I figured it was a bad cell so I switched it with another. Same result! I did this twice!
Then I purchased a new board (same one) and same result!

My last assumption is that there is some fault in the design of this board. But being such a novice I had to just ask if any battery pros have heard of such an issue. If you have I would love to know what you think is going on.

Thanks!
 

(*steve*)

¡sǝpodᴉʇuɐ ǝɥʇ ɹɐǝɥd
Moderator
Is the last cell really dead? Did you measure the voltage with a multimeter?

It's too much of a coincidence that the same battery seemingly died on 2 packs.

I would be looking carefully at the monitor device. Perhaps measuring its current draw would be a good idea.
 
Hi Steve, sorry this comes so late, its been a long interesting adventure getting this little level indicator working and I cannot thank you enough for all your help, I am learning a ton.

The good news is that I got the original bicolor 2-lead LED circuit working and it performs just as you described!

Of course just as the initial joy wore off I began to see the downsides of a slowly changing bicolor LED in that at some point the light will be inbetween and will seem off...which would be confusing.

So I ordered some 3-lead common anode LED's and hooked one up the way you described.

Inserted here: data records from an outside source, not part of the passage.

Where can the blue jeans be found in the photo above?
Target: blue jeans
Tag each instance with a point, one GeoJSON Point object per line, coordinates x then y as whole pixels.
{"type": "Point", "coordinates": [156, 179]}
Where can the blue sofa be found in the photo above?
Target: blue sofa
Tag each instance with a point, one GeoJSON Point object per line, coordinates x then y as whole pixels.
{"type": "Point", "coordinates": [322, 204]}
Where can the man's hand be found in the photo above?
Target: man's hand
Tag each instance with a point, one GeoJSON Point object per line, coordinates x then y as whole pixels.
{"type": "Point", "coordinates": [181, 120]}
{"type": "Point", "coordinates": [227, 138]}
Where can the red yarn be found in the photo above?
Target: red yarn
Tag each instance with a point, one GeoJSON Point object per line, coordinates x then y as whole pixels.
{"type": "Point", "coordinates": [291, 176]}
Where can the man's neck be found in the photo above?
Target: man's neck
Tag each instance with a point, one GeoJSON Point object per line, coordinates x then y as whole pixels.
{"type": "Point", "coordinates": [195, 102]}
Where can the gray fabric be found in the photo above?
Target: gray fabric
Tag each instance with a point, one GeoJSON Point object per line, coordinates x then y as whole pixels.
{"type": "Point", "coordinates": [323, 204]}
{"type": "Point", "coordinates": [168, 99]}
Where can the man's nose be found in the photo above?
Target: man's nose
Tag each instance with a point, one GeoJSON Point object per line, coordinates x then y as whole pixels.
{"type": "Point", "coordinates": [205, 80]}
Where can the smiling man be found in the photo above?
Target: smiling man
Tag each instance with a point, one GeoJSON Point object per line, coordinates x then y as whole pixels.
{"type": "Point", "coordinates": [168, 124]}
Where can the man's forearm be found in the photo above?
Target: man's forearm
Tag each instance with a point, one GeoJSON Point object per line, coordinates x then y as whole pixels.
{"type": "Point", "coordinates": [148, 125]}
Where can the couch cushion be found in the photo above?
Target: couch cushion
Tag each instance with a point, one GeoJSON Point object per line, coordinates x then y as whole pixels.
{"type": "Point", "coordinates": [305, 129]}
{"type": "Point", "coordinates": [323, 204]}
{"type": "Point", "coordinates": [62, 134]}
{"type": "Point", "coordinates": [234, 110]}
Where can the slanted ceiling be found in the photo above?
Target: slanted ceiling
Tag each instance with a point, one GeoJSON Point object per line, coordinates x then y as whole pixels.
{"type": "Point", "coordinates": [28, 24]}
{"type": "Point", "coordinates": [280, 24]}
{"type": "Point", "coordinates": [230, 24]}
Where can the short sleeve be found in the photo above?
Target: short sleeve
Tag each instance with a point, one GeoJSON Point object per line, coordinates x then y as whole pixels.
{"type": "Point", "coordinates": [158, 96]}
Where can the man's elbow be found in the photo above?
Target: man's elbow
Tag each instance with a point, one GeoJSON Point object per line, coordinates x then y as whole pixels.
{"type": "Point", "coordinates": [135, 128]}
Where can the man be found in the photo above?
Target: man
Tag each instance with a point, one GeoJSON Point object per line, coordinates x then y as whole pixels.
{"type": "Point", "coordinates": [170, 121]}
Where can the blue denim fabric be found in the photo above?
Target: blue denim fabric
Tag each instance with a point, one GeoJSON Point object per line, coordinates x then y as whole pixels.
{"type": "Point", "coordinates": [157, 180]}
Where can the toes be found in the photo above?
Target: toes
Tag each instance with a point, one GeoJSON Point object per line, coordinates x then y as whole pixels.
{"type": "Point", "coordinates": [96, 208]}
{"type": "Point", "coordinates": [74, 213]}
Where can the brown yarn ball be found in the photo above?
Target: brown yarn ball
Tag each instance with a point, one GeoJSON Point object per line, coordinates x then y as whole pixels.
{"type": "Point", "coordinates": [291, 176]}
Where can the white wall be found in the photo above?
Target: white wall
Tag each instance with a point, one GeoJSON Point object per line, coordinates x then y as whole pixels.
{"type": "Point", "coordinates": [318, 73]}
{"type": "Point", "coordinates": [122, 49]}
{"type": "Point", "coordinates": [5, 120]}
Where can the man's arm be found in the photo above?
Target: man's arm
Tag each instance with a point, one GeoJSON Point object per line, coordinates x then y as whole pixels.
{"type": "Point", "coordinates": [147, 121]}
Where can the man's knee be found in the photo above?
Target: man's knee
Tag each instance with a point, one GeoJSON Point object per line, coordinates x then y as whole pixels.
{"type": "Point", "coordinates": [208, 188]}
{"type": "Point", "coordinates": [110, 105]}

I started using a 5v zenner and a 3v supply and it seemed to work, it started red. then I went to 6v and it turned a bit orange. But then when I went to 10v it burned out. I tried again, same thing. Then I realized I burned out one of my little transistors in the last burnout so I changed it. I continued destroying many little components only to find that no matter what, when I went above 6v the system would overheat really fast and blow the LED and or the transistor (the one with the base running to the collector of the other transistor via 10kresistor). I eventually gave up, reset it back to the bicolor 2-lead setup and it worked again with no extra heat. I also went ahead and just used the multimiter as a standin for the bi-color 3-led setup and the voltage seemed to make sense, switching polarity and all, and when I did this nothing heated up at all.

Any ideas why the common anode LED setup is heating up/blowing? Or solutions?

Thanks a million
 
This is probably the stupidest question to ask, but what's the resistor value of the resistor between the red LED's cathode and whatever is driving it? Is there one?
-Don
 

(*steve*)

¡sǝpodᴉʇuɐ ǝɥʇ ɹɐǝɥd
Moderator
So I ordered some 3-lead common anode LED's and hooked one up the way you described.

Did I recommend something with a common anode LED? I'll have another look, but you might have to point me to what I recommended.